The specific mix determines a blade's hardness and how difficult it is to sharpen. For example, Chef's Choice knives by EdgeCraft of Avondale, Pa., are made of a very hard steel. They retain their edge a long time but are a "bear to sharpen," says Douglas Dillman, owner of Freeport Knife (, 800 646-8430) in Freeport, Me. Conversely, cutlery from Forschner-Victorinox (a maker of Swiss Army knives) uses a softer alloy. They sharpen easily but also dull more quickly. "If the person you're buying the knife for is not likely to be diligent on maintenance, choose a harder knife," says Terri Alpert, CEO of Professional Cutlery Direct (, 800 859-6994), a catalog and Web retailer. To determine hardness, get a blade's Rockwell number: The range from softest to hardest for high-carbon stainless is 52 to 60.

FULL TANG. Harder and even more expensive than high-carbon stainless are ceramic knives, such as those made by Japan's Kyocera. Made of zirconium oxide, they cannot rust. But they aren't made longer than six inches and can chip if you drop them. You also have to send them to a Kyocera facility in San Diego for honing.
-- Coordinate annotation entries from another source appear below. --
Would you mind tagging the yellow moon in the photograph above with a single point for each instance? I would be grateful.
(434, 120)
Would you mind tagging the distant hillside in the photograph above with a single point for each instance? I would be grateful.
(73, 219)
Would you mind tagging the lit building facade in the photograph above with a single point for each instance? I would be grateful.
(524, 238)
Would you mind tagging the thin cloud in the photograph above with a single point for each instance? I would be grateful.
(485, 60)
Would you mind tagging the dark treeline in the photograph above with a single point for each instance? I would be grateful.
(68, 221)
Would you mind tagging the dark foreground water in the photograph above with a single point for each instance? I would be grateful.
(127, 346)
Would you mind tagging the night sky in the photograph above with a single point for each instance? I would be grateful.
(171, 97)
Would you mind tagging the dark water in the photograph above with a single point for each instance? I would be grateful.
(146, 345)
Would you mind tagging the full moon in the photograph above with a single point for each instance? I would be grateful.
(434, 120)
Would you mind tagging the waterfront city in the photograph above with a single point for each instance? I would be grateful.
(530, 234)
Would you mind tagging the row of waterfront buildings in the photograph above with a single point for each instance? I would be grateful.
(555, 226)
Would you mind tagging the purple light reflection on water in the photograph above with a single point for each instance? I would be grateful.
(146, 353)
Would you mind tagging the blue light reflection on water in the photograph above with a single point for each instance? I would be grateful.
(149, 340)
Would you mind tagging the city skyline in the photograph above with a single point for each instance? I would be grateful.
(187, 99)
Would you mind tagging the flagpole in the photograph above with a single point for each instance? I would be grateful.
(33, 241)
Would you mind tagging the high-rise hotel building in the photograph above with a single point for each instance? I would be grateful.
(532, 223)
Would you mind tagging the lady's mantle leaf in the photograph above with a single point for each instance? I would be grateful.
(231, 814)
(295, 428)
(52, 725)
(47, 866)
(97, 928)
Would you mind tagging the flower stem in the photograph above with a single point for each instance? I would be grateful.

If you opt for high-carbon stainless, which is what most pros use, forged knives are best. "You get a more uniform grain" for smooth, even slicing, says Dan Bilger of Corrado Cutlery in Chicago (, 800 416-4413). Forged blades taper from spine to edge and heel to tip. This feature and a full tang--the metal part that extends from the blade into the end of the handle--give a knife balance and stability.

Wood, formerly the material of choice for handles, has fallen out of favor because it can trap moisture and bacteria. But some companies, such as Lamson & Goodnow, make wood handles infused with resins, making them virtually impervious to germs. More popular are polypropylene grips or stainless steel handles. "Pick what feels good in your hand," says Bilger of Corrado.

To comparison shop, go to a cutlery store. It's more likely than a department or kitchen supply store to carry several brands. Making the effort will help guarantee a gift that's sure to make the cut.